Strategy (2) is based on partitioning the inputs to each node in a trained NN model and forming the convex hull (i.e., the tightest possible formulation) over the resulting partitions via a technique known as disjunctive programming [9,12]. We present computational results on challenging “verification” problems, which examine the worst-case performance of NN models and are important for, e.g., safety guarantees in process control applications. The results show that our formulations balance model size and tightness, leading to significant improvements in performance compared to existing formulations.

References:

[1] Bhosekar, A., & Ierapetritou, M. (2018). Advances in surrogate based modeling, feasibility analysis, and optimization: A review. Computers & Chemical Engineering, 108, 250-267.

[2] Tsay, C., & Baldea, M. (2019). 110th anniversary: using data to bridge the time and length scales of process systems. Industrial & Engineering Chemistry Research, 58(36), 16696-16708.

[3] Zhang, D., Del Rio‐Chanona, E. A., Petsagkourakis, P., & Wagner, J. (2019). Hybrid physics‐based and data‐driven modeling for bioprocess online simulation and optimization. Biotechnology and bioengineering, 116(11), 2919-2930.

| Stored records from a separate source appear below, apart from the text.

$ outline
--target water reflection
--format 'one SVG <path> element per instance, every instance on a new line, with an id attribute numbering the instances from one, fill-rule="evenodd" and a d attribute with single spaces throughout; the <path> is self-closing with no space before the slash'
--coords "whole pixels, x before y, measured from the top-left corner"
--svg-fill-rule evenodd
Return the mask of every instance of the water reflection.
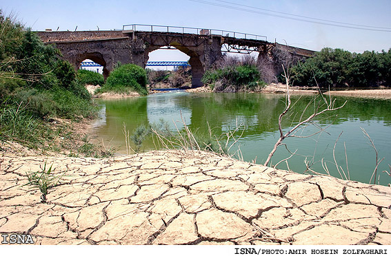
<path id="1" fill-rule="evenodd" d="M 292 97 L 292 111 L 283 122 L 283 129 L 288 131 L 297 123 L 301 113 L 308 116 L 314 111 L 314 96 Z M 297 156 L 290 159 L 289 168 L 303 173 L 305 169 L 304 160 L 314 163 L 313 168 L 324 172 L 321 163 L 323 159 L 332 175 L 339 176 L 333 166 L 332 149 L 334 142 L 343 132 L 336 145 L 337 162 L 347 172 L 345 147 L 348 157 L 350 178 L 368 182 L 375 166 L 376 158 L 373 149 L 368 143 L 360 127 L 364 128 L 374 140 L 380 158 L 385 159 L 379 166 L 379 171 L 388 170 L 391 162 L 391 100 L 359 98 L 337 98 L 336 106 L 348 100 L 345 107 L 336 112 L 328 113 L 318 120 L 321 127 L 328 127 L 323 132 L 310 138 L 289 138 L 285 142 L 291 151 L 297 149 Z M 263 163 L 270 152 L 279 132 L 278 117 L 285 107 L 285 96 L 259 94 L 189 94 L 169 92 L 155 94 L 146 97 L 114 100 L 100 100 L 104 105 L 106 122 L 103 120 L 96 132 L 100 139 L 111 141 L 119 149 L 126 152 L 123 123 L 132 133 L 140 125 L 159 122 L 163 118 L 172 124 L 181 120 L 181 113 L 186 125 L 192 131 L 206 133 L 208 127 L 217 134 L 234 129 L 237 123 L 245 127 L 241 139 L 240 147 L 245 160 L 257 158 L 257 163 Z M 102 119 L 102 120 L 104 120 Z M 179 129 L 183 124 L 177 122 Z M 306 136 L 316 131 L 314 126 L 308 126 L 299 131 L 298 135 Z M 239 133 L 237 136 L 239 136 Z M 345 146 L 344 143 L 345 142 Z M 144 150 L 154 149 L 152 139 L 146 141 Z M 289 156 L 284 149 L 279 148 L 272 158 L 272 164 Z M 279 168 L 287 169 L 285 165 Z M 381 184 L 391 182 L 391 178 L 381 173 Z"/>

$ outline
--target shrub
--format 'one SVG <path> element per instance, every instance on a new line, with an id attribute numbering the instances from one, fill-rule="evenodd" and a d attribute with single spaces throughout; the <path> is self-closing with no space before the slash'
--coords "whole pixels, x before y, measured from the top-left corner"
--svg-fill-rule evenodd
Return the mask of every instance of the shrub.
<path id="1" fill-rule="evenodd" d="M 76 78 L 76 72 L 73 66 L 68 61 L 59 60 L 53 72 L 57 77 L 59 85 L 64 88 L 70 88 L 71 83 Z"/>
<path id="2" fill-rule="evenodd" d="M 264 83 L 260 83 L 261 74 L 257 66 L 241 63 L 234 65 L 237 65 L 207 70 L 201 82 L 208 85 L 214 92 L 236 92 L 239 89 L 253 90 L 258 86 L 263 86 Z"/>
<path id="3" fill-rule="evenodd" d="M 134 64 L 121 65 L 112 71 L 100 92 L 126 92 L 134 91 L 140 95 L 148 94 L 146 72 Z"/>
<path id="4" fill-rule="evenodd" d="M 77 80 L 82 85 L 103 85 L 105 83 L 101 74 L 90 70 L 77 70 Z"/>
<path id="5" fill-rule="evenodd" d="M 390 56 L 390 50 L 352 54 L 341 49 L 323 48 L 314 57 L 293 66 L 290 77 L 296 85 L 316 86 L 315 80 L 325 87 L 389 85 Z"/>

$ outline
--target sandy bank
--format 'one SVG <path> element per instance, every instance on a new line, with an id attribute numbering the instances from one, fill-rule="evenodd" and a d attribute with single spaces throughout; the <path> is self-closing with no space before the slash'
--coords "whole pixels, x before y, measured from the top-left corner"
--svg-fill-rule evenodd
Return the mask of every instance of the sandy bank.
<path id="1" fill-rule="evenodd" d="M 0 157 L 0 233 L 39 244 L 391 244 L 391 188 L 200 151 Z M 26 173 L 66 171 L 47 203 Z"/>
<path id="2" fill-rule="evenodd" d="M 126 97 L 137 97 L 140 94 L 136 92 L 131 92 L 128 94 L 116 94 L 114 92 L 103 92 L 103 94 L 95 94 L 95 90 L 100 88 L 100 85 L 86 85 L 86 89 L 92 96 L 93 98 L 119 98 Z"/>
<path id="3" fill-rule="evenodd" d="M 326 94 L 328 94 L 334 96 L 338 95 L 338 96 L 357 96 L 357 97 L 391 98 L 390 89 L 332 91 L 326 93 Z"/>

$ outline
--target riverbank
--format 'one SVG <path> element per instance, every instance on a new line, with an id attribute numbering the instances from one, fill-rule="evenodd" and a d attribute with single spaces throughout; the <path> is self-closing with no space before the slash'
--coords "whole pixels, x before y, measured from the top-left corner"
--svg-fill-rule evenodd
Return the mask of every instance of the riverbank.
<path id="1" fill-rule="evenodd" d="M 391 244 L 390 187 L 192 151 L 0 162 L 0 233 L 36 244 Z M 44 162 L 46 203 L 23 186 Z"/>
<path id="2" fill-rule="evenodd" d="M 290 87 L 290 92 L 292 94 L 317 94 L 319 93 L 317 88 Z M 203 86 L 197 88 L 186 89 L 188 92 L 212 92 L 210 87 Z M 285 94 L 286 93 L 286 85 L 285 84 L 271 83 L 265 86 L 259 92 L 247 92 L 248 93 L 265 93 L 265 94 Z M 344 91 L 330 91 L 325 93 L 325 95 L 345 96 L 365 98 L 391 98 L 391 89 L 348 89 Z"/>

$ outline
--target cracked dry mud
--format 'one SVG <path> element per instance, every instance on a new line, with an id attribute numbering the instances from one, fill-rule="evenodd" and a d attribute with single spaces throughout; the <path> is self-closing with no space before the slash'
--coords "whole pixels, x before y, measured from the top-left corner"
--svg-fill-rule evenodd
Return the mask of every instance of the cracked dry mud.
<path id="1" fill-rule="evenodd" d="M 37 244 L 391 244 L 391 188 L 199 151 L 14 157 L 0 169 L 0 233 Z M 26 173 L 66 171 L 47 202 Z"/>

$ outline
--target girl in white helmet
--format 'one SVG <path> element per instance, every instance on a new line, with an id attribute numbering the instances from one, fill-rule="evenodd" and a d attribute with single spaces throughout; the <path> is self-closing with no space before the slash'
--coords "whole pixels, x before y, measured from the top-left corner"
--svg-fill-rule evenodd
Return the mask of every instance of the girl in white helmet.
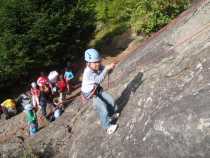
<path id="1" fill-rule="evenodd" d="M 26 114 L 29 135 L 34 136 L 38 131 L 36 112 L 34 111 L 34 108 L 31 104 L 25 105 L 24 112 Z"/>
<path id="2" fill-rule="evenodd" d="M 37 88 L 36 82 L 31 83 L 31 96 L 32 96 L 33 106 L 36 109 L 40 108 L 40 104 L 39 104 L 40 90 Z"/>
<path id="3" fill-rule="evenodd" d="M 93 98 L 93 104 L 96 107 L 102 127 L 107 130 L 108 134 L 112 134 L 118 126 L 111 123 L 111 118 L 112 116 L 119 116 L 119 114 L 114 115 L 117 106 L 112 96 L 104 91 L 100 84 L 106 75 L 115 68 L 115 64 L 102 66 L 100 54 L 95 49 L 85 51 L 85 61 L 87 66 L 83 73 L 82 95 L 86 99 Z"/>

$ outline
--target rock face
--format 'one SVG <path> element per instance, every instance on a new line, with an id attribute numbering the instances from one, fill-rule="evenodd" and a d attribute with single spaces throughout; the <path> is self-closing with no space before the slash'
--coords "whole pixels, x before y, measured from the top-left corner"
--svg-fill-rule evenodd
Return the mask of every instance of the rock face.
<path id="1" fill-rule="evenodd" d="M 0 144 L 0 156 L 209 158 L 210 0 L 155 34 L 111 79 L 121 110 L 116 133 L 100 127 L 91 103 L 75 100 L 34 138 Z"/>

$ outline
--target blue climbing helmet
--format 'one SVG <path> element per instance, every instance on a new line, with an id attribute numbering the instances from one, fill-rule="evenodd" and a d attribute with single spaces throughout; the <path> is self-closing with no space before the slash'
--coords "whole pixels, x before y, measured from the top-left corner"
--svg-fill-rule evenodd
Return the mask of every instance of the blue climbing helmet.
<path id="1" fill-rule="evenodd" d="M 100 60 L 101 56 L 97 50 L 90 48 L 85 51 L 85 61 L 92 63 Z"/>

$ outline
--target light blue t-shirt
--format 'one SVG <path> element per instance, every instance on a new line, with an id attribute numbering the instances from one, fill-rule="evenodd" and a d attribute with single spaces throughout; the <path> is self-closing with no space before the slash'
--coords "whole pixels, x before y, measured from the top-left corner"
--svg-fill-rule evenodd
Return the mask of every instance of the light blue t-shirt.
<path id="1" fill-rule="evenodd" d="M 64 77 L 67 79 L 67 80 L 71 80 L 74 78 L 74 74 L 71 72 L 71 71 L 66 71 L 64 73 Z"/>

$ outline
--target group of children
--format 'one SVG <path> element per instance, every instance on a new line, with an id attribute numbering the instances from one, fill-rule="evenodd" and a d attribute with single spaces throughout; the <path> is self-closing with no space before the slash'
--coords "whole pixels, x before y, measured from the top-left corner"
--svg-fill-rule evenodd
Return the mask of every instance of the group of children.
<path id="1" fill-rule="evenodd" d="M 93 100 L 96 112 L 100 118 L 101 126 L 106 129 L 108 134 L 112 134 L 118 127 L 115 123 L 116 119 L 119 117 L 118 107 L 115 105 L 112 96 L 102 88 L 101 83 L 115 68 L 116 64 L 111 63 L 110 65 L 103 66 L 99 52 L 92 48 L 85 51 L 85 61 L 86 68 L 83 73 L 81 97 L 86 101 L 90 99 Z M 48 76 L 41 73 L 37 82 L 31 83 L 32 104 L 30 101 L 27 101 L 27 99 L 21 100 L 21 104 L 24 106 L 24 111 L 27 116 L 30 135 L 34 135 L 38 131 L 36 116 L 38 109 L 41 109 L 42 116 L 49 121 L 52 120 L 52 117 L 49 117 L 46 112 L 48 105 L 53 109 L 54 118 L 60 115 L 63 110 L 62 102 L 65 98 L 65 91 L 71 91 L 71 80 L 73 78 L 73 73 L 67 68 L 65 73 L 60 75 L 56 71 L 51 71 Z M 53 98 L 56 93 L 59 94 L 59 100 L 54 102 Z M 24 98 L 24 96 L 22 96 L 22 98 Z M 9 112 L 17 113 L 17 111 L 14 110 L 15 102 L 12 99 L 7 99 L 1 104 L 1 107 L 2 111 L 6 114 Z"/>
<path id="2" fill-rule="evenodd" d="M 41 110 L 41 118 L 53 121 L 58 118 L 64 110 L 63 101 L 65 94 L 71 92 L 71 81 L 74 75 L 70 68 L 64 73 L 51 71 L 48 76 L 40 73 L 36 82 L 31 83 L 29 95 L 22 94 L 17 99 L 6 99 L 1 103 L 0 114 L 6 119 L 24 111 L 28 124 L 28 132 L 32 136 L 38 131 L 38 120 L 36 112 Z M 47 112 L 49 106 L 50 112 Z"/>

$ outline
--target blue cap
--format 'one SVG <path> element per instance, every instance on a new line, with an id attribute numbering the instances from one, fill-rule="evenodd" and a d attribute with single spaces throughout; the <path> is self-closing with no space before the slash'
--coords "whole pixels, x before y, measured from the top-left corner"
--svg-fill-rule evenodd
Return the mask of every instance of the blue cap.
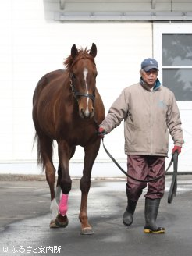
<path id="1" fill-rule="evenodd" d="M 158 69 L 158 62 L 155 59 L 148 58 L 141 62 L 141 69 L 144 69 L 144 71 L 149 71 L 152 69 Z"/>

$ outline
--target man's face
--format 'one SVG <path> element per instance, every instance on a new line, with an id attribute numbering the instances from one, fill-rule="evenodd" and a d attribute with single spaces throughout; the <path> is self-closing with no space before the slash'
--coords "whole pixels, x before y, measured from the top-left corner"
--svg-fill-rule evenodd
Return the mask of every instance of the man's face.
<path id="1" fill-rule="evenodd" d="M 149 71 L 140 70 L 140 76 L 147 84 L 151 88 L 154 87 L 158 78 L 158 70 L 156 69 L 150 69 Z"/>

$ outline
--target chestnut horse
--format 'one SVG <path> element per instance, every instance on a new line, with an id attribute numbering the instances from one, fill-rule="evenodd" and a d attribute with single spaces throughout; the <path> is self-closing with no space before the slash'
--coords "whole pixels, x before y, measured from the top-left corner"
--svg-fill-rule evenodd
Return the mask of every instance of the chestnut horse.
<path id="1" fill-rule="evenodd" d="M 71 55 L 64 62 L 66 69 L 44 75 L 39 80 L 33 98 L 37 161 L 45 169 L 50 187 L 52 228 L 68 225 L 67 202 L 72 185 L 69 160 L 75 153 L 76 146 L 84 148 L 79 214 L 82 234 L 93 233 L 88 222 L 87 203 L 91 169 L 101 142 L 97 135 L 97 126 L 105 118 L 104 105 L 96 87 L 96 55 L 94 44 L 90 50 L 87 48 L 78 50 L 73 44 Z M 54 140 L 58 144 L 59 162 L 55 194 L 55 169 L 52 162 Z"/>

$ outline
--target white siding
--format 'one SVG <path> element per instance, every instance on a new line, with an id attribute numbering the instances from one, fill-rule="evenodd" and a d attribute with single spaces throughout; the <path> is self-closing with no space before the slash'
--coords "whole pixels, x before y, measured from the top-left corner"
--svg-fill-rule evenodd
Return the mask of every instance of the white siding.
<path id="1" fill-rule="evenodd" d="M 63 60 L 73 44 L 77 48 L 90 48 L 92 42 L 97 44 L 97 86 L 106 112 L 123 88 L 138 81 L 141 61 L 152 56 L 151 23 L 48 23 L 40 0 L 2 1 L 0 31 L 2 172 L 34 173 L 33 92 L 44 73 L 63 68 Z M 123 124 L 105 141 L 117 160 L 126 161 Z M 77 148 L 73 162 L 82 162 L 83 158 L 83 150 Z M 108 161 L 101 146 L 97 162 Z M 105 171 L 105 167 L 101 169 L 101 176 L 122 176 L 113 164 Z"/>

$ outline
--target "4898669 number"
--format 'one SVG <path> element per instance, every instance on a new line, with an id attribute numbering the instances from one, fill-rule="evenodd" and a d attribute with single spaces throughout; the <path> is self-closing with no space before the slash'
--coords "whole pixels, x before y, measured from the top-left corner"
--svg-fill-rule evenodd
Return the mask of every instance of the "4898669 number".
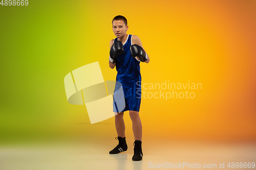
<path id="1" fill-rule="evenodd" d="M 29 1 L 28 0 L 2 0 L 0 5 L 2 5 L 2 6 L 23 6 L 24 5 L 27 6 L 29 5 Z"/>

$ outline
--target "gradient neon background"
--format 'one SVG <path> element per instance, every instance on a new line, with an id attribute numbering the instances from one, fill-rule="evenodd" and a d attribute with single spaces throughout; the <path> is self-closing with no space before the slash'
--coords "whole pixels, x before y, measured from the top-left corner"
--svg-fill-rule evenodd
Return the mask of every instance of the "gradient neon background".
<path id="1" fill-rule="evenodd" d="M 118 15 L 150 57 L 142 84 L 202 85 L 193 99 L 142 99 L 143 139 L 256 140 L 255 1 L 29 1 L 0 6 L 3 144 L 116 136 L 114 117 L 90 125 L 84 105 L 68 103 L 63 79 L 99 61 L 104 80 L 115 80 Z"/>

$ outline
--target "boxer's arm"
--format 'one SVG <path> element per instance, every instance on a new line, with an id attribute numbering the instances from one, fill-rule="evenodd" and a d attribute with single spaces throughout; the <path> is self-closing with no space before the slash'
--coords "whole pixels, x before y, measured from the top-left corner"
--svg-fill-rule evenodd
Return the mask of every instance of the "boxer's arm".
<path id="1" fill-rule="evenodd" d="M 111 46 L 112 46 L 113 42 L 114 42 L 114 39 L 112 39 L 111 40 L 110 40 L 110 49 L 111 49 Z M 112 63 L 112 62 L 111 62 L 109 61 L 109 65 L 110 65 L 110 68 L 111 68 L 112 69 L 113 69 L 114 68 L 115 68 L 115 66 L 116 66 L 116 63 L 115 63 L 113 64 L 113 63 Z"/>
<path id="2" fill-rule="evenodd" d="M 141 41 L 140 40 L 140 38 L 139 38 L 138 36 L 137 36 L 137 35 L 133 35 L 133 36 L 132 37 L 132 45 L 137 44 L 141 46 L 145 51 L 145 53 L 146 53 L 146 54 L 147 55 L 147 54 L 146 52 L 146 51 L 145 50 L 145 49 L 144 49 L 142 46 L 142 43 L 141 42 Z M 136 57 L 136 58 L 138 60 L 139 60 L 139 59 L 137 57 Z M 147 55 L 147 60 L 144 62 L 146 63 L 148 63 L 150 61 L 150 57 L 148 57 L 148 55 Z"/>

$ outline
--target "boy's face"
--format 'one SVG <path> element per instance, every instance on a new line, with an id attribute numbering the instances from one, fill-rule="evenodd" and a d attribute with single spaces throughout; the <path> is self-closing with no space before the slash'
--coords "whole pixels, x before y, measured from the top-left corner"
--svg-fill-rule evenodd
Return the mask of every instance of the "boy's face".
<path id="1" fill-rule="evenodd" d="M 117 38 L 121 38 L 126 34 L 128 26 L 126 26 L 122 20 L 114 20 L 113 21 L 113 31 Z"/>

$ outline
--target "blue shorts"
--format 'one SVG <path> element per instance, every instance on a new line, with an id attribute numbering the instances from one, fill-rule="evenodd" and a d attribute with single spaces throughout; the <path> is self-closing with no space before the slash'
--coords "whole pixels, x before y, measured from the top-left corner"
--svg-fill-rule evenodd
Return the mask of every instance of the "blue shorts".
<path id="1" fill-rule="evenodd" d="M 127 110 L 139 112 L 141 100 L 141 86 L 135 85 L 131 88 L 118 88 L 114 91 L 113 112 Z"/>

[4] Eason, J., & Cremaschi, S. (2014). Adaptive sequential sampling for surrogate model generation with artificial neural networks. Computers & Chemical Engineering, 68, 220-232.

[5] Kim, S. H., & Boukouvala, F. (2020). Surrogate-based optimization for mixed-integer nonlinear problems. Computers & Chemical Engineering, 140, 106847.

[6] Henao, C. A., & Maravelias, C. T. (2011). Surrogate‐based superstructure optimization framework. AIChE Journal, 57(5), 1216-1232.

[7] Schweidtmann, A. M., & Mitsos, A. (2019). Deterministic global optimization with artificial neural networks embedded. Journal of Optimization Theory and Applications, 180(3), 925-948.

[8] Grimstad, B., & Andersson, H. (2019). ReLU networks as surrogate models in mixed-integer linear programs. Computers & Chemical Engineering, 131, 106580.

[9] Tsay, C., Kronqvist, J., Thebelt, A., & Misener, R. (2021). Partition-based formulations for mixed-integer optimization of trained ReLU neural networks. arXiv preprint arXiv:2102.04373.

[10] Tsay, C. (2021). Sobolev-trained neural network surrogate models for optimization. Submitted

[11] Schweidtmann, A. M., Bongartz, D., Huster, W. R., & Mitsos, A. (2019). Deterministic global process optimization: flash calculations via artificial neural networks. In Computer Aided Chemical Engineering (Vol. 46, pp. 937-942). Elsevier.

[12] Kronqvist, J., Misener, R., & Tsay, C. (2021). Between steps: Intermediate relaxations between big-M and convex hull formulations. International Conference on Integration of Constraint Programming, Artificial Intelligence, and Operations Research (CPAIOR). Accepted, preprint arXiv:2101.12708.